General Linear Model (GLM) and MANOVA (GLM command)

MANOVA, the other generalized procedure for analysis of variance and covariance, is available only in syntax. The major distinction between GLM and MANOVA in terms of statistical design and functionality is that GLM uses a non-full-rank, or overparameterized, indicator variable approach to parameterization of linear models instead of the full-rank reparameterization approach that is used in MANOVA. GLM employs a generalized inverse approach and employs aliasing of redundant parameters to 0. These processes employed by GLM allow greater flexibility in handling a variety of data situations, particularly situations involving empty cells. GLM offers the following features that are unavailable in MANOVA:

  • Identification of the general forms of estimable functions.
  • Identification of forms of estimable functions that are specific to four types of sums of squares (Types I–IV).
  • Tests that use the four types of sums of squares, including Type IV, specifically designed for situations involving empty cells.
  • Flexible specification of general comparisons among parameters, using the syntax subcommands LMATRIX, MMATRIX, and KMATRIX; sets of contrasts can be specified that involve any number of orthogonal or nonorthogonal linear combinations.
  • Nonorthogonal contrasts for within-subjects factors (using the syntax subcommand WSFACTORS).
  • Tests against nonzero null hypotheses, using the syntax subcommand KMATRIX.
  • Feature where estimated marginal means (EMMEANS) and standard errors (adjusted for other factors and covariates) are available for all between-subjects and within-subjects factor combinations in the original variable metrics.
  • Uncorrected pairwise comparisons among estimated marginal means for any main effect in the model, for both between- and within-subjects factors.
  • Feature where post hoc or multiple comparison tests for unadjusted one-way factor means are available for between-subjects factors in ANOVA designs; twenty different types of comparisons are offered.
  • Weighted least squares (WLS) estimation, including saving of weighted predicted values and residuals.
  • Automatic handling of random effects in random-effects models and mixed models, including generation of expected mean squares and automatic assignment of proper error terms.
  • Specification of several types of nested models via dialog boxes with proper use of the interaction operator (*), due to the nonreparameterized approach.
  • Univariate homogeneity-of-variance assumption, tested by using the Levene test.
  • Between-subjects factors that do not require specification of levels.
  • Profile (interaction) plots of estimated marginal means for visual exploration of interactions involving combinations of between-subjects and/or within-subjects factors.
  • Saving of casewise temporary variables for model diagnosis: unstandardized (raw) and weighted unstandarized predicted values; unstandardized, weighted unstandardized, standardized, Studentized, and deleted residuals; standard error of prediction, Cook's distance, leverage.
  • Saving of a datafile in IBM® SPSS® Statistics format with parameter estimates and their degrees of freedom and significance level.

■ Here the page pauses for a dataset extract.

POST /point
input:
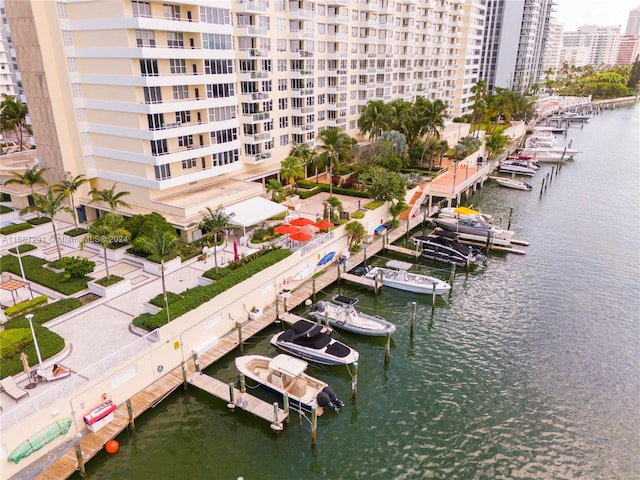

To simplify the presentation, GLM reference material is divided into three sections: univariate designs with one dependent variable, multivariate designs with several interrelated dependent variables, and repeated measures designs, in which the dependent variables represent the same types of measurements, taken at more than one time.

The full syntax diagram for GLM is presented here. The following GLM sections include partial syntax diagrams, showing the subcommands and specifications that are discussed in that section. Individually, those diagrams are incomplete. Subcommands that are listed for univariate designs are available for any analysis, and subcommands that are listed for multivariate designs can be used in any multivariate analysis, including repeated measures.